Adolescence is often regarded with a groan and a sigh of discomfort. Even new parents frequently dread this period of time in their child’s development, concerned with the different challenges and potential pitfalls that may arise during adolescence. Fortunately, there are techniques parents can use to effectively work with their children during this time, rather than working against their children, in order to foster lasting connections and trust.
The Challenges of Adolescence
Adolescence is associated with a slew of challenges, not the least of which is puberty and the many hormonal changes experienced during this time. Social interactions tend to begin changing a great deal during adolescence, as do roles within friend groups and at school. Academics often get more challenging during this period of time, and there may be more expectations placed on children’s shoulders. Adolescents are often expected to do well in school, take on a job of some kind, engage with family and friends, develop hobbies, and begin building their future. All of this can coalesce to create a minefield of heightened emotions, frustration, resentment, and uncertainty, which can erode once-close parent-child relationships (learn more here).
The Challenges of Parenting
Parenting is a truly unique and substantial challenge. Being a parent requires discipline, patience, humility, and a never-ending dedication to learning and adapting. Parents often find themselves struggling to parent with patience and care, and may feel overwhelmed or overstretched. There are additional facets to consider when looking at parenting and the challenges it brings, such as financial situations, workplace situations, and even whether or not children have special needs. Adding all of these together, parents of even one child can quickly find themselves feeling overwhelmed and in over their heads.
Working With and Not Against Your Children
While most parenting experts and psychologists recommend an authoritative approach to parenting, rather than a drill sergeant or peer-to-peer approach, there is something to be said for treating the parent-child relationship as a partnership, of sorts. Children very often feel out of control in their lives, and want to exert some level of control in order to feel safe and heard.

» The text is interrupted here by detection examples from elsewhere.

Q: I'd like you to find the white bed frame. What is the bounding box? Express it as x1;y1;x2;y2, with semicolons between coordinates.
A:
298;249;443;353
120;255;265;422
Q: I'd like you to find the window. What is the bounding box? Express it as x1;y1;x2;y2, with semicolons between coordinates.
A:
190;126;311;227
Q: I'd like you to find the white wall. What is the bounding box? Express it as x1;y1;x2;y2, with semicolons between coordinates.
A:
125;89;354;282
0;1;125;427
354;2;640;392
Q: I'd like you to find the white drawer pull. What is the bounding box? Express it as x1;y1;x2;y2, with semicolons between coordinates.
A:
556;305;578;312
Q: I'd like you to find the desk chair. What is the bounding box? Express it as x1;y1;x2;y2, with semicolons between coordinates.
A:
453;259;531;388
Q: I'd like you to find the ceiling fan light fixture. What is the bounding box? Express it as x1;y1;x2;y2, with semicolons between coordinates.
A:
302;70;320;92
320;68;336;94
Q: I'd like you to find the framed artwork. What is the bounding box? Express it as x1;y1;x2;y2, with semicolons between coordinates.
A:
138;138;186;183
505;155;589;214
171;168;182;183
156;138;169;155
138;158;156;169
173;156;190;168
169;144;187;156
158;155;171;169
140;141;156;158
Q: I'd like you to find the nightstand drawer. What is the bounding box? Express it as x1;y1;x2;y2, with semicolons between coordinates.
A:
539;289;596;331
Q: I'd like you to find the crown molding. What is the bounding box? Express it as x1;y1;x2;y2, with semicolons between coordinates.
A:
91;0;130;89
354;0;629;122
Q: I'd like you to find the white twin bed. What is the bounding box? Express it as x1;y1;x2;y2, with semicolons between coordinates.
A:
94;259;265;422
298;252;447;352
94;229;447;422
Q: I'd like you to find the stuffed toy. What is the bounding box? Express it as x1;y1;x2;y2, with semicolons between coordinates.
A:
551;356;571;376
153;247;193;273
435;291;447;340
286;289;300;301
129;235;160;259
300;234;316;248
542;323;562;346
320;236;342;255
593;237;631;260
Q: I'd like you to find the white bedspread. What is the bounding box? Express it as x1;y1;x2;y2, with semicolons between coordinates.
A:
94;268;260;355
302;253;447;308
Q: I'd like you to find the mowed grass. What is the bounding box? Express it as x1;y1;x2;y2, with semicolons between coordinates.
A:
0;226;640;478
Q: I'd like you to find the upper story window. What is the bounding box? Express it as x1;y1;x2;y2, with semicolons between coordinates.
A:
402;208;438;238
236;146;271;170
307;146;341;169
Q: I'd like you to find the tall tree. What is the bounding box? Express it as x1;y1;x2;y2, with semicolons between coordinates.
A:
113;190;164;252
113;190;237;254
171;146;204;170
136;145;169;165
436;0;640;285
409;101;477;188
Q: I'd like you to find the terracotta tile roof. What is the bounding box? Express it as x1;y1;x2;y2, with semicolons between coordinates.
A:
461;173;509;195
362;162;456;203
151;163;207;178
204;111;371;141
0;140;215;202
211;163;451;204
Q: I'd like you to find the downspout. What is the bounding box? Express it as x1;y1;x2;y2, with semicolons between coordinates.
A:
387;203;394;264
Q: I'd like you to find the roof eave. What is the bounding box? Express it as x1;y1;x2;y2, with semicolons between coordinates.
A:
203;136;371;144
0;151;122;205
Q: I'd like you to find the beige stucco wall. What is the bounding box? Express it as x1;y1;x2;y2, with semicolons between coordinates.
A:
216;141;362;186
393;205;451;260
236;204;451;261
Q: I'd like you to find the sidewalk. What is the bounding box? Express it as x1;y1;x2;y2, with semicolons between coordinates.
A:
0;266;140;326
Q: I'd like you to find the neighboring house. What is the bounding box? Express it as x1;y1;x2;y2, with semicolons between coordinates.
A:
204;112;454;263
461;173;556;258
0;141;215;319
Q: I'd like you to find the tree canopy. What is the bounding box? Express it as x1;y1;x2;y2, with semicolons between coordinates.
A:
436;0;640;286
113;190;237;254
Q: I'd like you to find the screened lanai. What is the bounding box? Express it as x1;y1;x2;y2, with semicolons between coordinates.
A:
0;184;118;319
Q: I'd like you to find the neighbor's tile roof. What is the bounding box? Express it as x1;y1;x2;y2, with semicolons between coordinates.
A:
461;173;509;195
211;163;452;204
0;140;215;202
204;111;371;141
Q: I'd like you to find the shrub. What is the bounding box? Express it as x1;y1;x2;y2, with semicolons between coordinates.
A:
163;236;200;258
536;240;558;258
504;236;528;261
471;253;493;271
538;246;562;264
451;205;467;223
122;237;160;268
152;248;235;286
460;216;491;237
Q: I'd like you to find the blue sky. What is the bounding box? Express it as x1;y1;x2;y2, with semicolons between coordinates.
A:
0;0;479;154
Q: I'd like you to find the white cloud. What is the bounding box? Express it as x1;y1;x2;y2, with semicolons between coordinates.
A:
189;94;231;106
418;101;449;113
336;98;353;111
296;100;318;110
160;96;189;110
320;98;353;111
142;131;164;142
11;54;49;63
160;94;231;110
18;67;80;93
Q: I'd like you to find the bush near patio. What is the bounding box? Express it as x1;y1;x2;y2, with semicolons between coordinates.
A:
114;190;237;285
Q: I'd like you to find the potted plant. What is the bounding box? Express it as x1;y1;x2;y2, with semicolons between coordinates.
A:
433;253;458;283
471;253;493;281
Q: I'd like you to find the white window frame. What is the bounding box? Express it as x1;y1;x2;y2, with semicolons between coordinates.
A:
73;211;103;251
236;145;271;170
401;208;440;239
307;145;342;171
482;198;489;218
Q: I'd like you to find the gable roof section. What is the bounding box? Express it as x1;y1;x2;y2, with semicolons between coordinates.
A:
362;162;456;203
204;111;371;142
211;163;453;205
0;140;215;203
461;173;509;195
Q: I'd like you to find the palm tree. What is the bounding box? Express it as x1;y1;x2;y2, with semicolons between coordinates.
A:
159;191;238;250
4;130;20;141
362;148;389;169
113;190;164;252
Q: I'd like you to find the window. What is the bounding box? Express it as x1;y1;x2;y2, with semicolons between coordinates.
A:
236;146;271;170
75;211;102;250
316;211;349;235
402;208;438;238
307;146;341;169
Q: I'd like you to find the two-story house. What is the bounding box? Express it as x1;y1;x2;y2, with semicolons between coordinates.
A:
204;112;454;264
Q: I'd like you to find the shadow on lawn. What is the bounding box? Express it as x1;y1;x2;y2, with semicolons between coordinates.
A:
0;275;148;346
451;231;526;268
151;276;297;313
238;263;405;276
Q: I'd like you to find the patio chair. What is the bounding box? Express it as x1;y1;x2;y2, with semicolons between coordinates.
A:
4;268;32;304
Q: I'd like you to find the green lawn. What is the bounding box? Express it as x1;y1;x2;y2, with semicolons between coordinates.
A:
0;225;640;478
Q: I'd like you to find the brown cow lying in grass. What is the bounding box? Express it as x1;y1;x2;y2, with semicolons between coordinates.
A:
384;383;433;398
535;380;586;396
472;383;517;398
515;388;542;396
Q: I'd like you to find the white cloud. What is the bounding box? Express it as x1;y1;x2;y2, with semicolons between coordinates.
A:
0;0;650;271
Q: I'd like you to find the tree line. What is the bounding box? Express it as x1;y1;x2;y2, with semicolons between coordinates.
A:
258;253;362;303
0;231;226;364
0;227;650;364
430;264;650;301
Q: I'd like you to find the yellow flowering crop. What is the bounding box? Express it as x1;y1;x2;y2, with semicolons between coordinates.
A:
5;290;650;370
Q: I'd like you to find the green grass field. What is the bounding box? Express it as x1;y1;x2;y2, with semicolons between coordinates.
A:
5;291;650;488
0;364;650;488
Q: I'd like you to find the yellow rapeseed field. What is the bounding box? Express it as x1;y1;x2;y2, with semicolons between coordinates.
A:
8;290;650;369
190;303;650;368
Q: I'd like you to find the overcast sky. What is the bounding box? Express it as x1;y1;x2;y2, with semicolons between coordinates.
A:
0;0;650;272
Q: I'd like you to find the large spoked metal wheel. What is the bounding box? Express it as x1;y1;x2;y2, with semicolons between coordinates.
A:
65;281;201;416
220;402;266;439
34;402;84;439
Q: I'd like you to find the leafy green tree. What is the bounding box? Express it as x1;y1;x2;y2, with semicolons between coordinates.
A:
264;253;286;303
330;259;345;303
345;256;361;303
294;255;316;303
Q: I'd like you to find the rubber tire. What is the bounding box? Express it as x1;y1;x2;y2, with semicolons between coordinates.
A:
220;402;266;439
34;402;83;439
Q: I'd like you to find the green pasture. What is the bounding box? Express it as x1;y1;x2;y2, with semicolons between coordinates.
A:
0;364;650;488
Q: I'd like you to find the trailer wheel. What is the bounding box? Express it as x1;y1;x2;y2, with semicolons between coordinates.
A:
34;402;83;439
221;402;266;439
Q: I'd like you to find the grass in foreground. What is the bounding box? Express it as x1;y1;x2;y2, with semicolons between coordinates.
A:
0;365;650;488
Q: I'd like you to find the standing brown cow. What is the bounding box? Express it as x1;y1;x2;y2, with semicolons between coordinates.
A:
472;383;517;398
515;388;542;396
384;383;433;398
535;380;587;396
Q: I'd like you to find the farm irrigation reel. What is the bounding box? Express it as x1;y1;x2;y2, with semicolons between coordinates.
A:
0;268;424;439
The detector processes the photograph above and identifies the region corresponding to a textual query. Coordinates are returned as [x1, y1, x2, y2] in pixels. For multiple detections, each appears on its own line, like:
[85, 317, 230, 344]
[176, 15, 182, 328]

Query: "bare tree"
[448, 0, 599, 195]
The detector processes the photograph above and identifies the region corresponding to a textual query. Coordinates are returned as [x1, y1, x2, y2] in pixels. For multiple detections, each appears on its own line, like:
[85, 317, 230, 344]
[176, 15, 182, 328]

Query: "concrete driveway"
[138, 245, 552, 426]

While you, as the parent, must be able to exercise the final say in most major decisions, especially when safety is involved, allowing your child to make their own decisions can help build confidence and foster a more relaxed and caring relationship.
Working with children often feels awkward or stilted at first, but after practicing the tenets described here regularly, you may find yourself more easily getting into the habit. To work with and not against your children, consider the following:
- Make decisions together. Whether it is the color of your child’s bedroom walls, or the number of piercings in your adolescent’s ears, be open to hearing what your child has to say and give it plenty of space to percolate.
- Offer controlled options. Parents of young children are often encouraged to offer a series of pre-selected options to help children feel as though they have some control over their lives. The same can also be true of adolescents. If your child wants to attend an event you do not feel comfortable having them attend, consider selecting 3-4 other events that you feel comfortable having them attend, and let them make the decision.
Develop rituals to build trust. Your children need to know that they are safe and heard with you. You can foster a robust sense of trust and safety by developing rituals with your child or children that they can rely upon. A common ritual is that of the “ask no questions” rule. In this ritual, children and parents work together to develop a word or a phrase that means “i want you to come get me right now, no questions asked.” Parents can also develop a practice of asking their children, “Do you want me to listen, or offer advice?” Doing these simple things can help foster a deeper sense of trust and safety and can help you and your child work together.